Testing performance comparison:

Backbone Easy Medium Hard
resnet50 95.48% 94.04% 84.43%
$MobileNet v3^{Se=1}$ 93.48% 91.23% 80.19%
$GhostNet-m^{Se=0.25}$ 93.35% 90.84% 76.11%
MobileNet0.25 90.70% 88.16% 73.82%

Comparison of the effect of single chart test:

stream

Chinese detailed blog:https://zhuanlan.zhihu.com/p/379730820

References

Owner
pogg
Hello, I'm pogg. I will record some interesting experiment here.
pogg
Reviving Iterative Training with Mask Guidance for Interactive Segmentation

This repository provides the source code for training and testing state-of-the-art click-based interactive segmentation models with the official PyTorch implementation

Visual Understanding Lab @ Samsung AI Center Moscow 406 Jan 01, 2023
[NeurIPS 2021] A weak-shot object detection approach by transferring semantic similarity and mask prior.

[NeurIPS 2021] A weak-shot object detection approach by transferring semantic similarity and mask prior.

BCMI 49 Jul 27, 2022
Several simple examples for popular neural network toolkits calling custom CUDA operators.

Neural Network CUDA Example Several simple examples for neural network toolkits (PyTorch, TensorFlow, etc.) calling custom CUDA operators. We provide

WeiYang 798 Jan 01, 2023
git《FSCE: Few-Shot Object Detection via Contrastive Proposal Encoding》(CVPR 2021) GitHub: [fig8]

FSCE: Few-Shot Object Detection via Contrastive Proposal Encoding (CVPR 2021) This repo contains the implementation of our state-of-the-art fewshot ob

233 Dec 29, 2022
[AI6122] Text Data Management & Processing

[AI6122] Text Data Management & Processing is an elective course of MSAI, SCSE, NTU, Singapore. The repository corresponds to the AI6122 of Semester 1, AY2021-2022, starting from 08/2021. The instruc

HT. Li 1 Jan 17, 2022
Deep Learning Slide Captcha

滑动验证码深度学习识别 本项目使用深度学习 YOLOV3 模型来识别滑动验证码缺口,基于 https://github.com/eriklindernoren/PyTorch-YOLOv3 修改。 只需要几百张缺口标注图片即可训练出精度高的识别模型,识别效果样例: 克隆项目 运行命令: git cl

Python3WebSpider 55 Jan 02, 2023
Pytorch library for seismic data augmentation

Pytorch library for seismic data augmentation

Artemii Novoselov 27 Nov 22, 2022
Source codes for the paper "Local Additivity Based Data Augmentation for Semi-supervised NER"

LADA This repo contains codes for the following paper: Jiaao Chen*, Zhenghui Wang*, Ran Tian, Zichao Yang, Diyi Yang: Local Additivity Based Data Augm

GT-SALT 36 Dec 02, 2022
Improving Query Representations for DenseRetrieval with Pseudo Relevance Feedback:A Reproducibility Study.

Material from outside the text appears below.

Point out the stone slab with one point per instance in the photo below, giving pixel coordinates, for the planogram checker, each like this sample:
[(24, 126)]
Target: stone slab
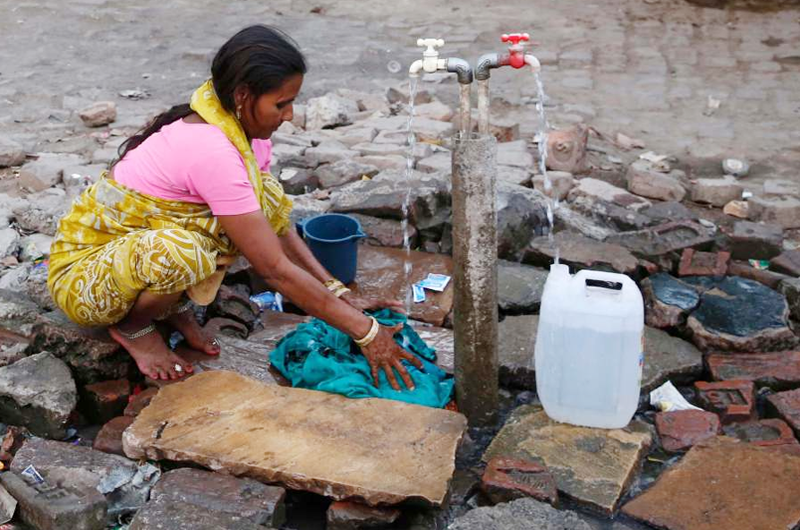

APR The repo for the paper Improving Query Representations for DenseRetrieval with Pseudo Relevance Feedback:A Reproducibility Study. Environment setu

ielab 8 Nov 26, 2022
[ACMMM 2021 Oral] Enhanced Invertible Encoding for Learned Image Compression

InvCompress Official Pytorch Implementation for "Enhanced Invertible Encoding for Learned Image Compression", ACMMM 2021 (Oral) Figure: Our framework

96 Nov 30, 2022
Head and Neck Tumour Segmentation and Prediction of Patient Survival Project

Head-and-Neck-Tumour-Segmentation-and-Prediction-of-Patient-Survival Welcome to the Head and Neck Tumour Segmentation and Prediction of Patient Surviv

5 Oct 20, 2022
Official pytorch implementation for Learning to Listen: Modeling Non-Deterministic Dyadic Facial Motion (CVPR 2022)

Learning to Listen: Modeling Non-Deterministic Dyadic Facial Motion This repository contains a pytorch implementation of "Learning to Listen: Modeling

50 Dec 17, 2022
Official implementation of "StyleCariGAN: Caricature Generation via StyleGAN Feature Map Modulation" (SIGGRAPH 2021)

StyleCariGAN in PyTorch Official implementation of StyleCariGAN:Caricature Generation via StyleGAN Feature Map Modulation in PyTorch Requirements PyTo

PeterZhouSZ 49 Oct 31, 2022
Code for the Shortformer model, from the paper by Ofir Press, Noah A. Smith and Mike Lewis.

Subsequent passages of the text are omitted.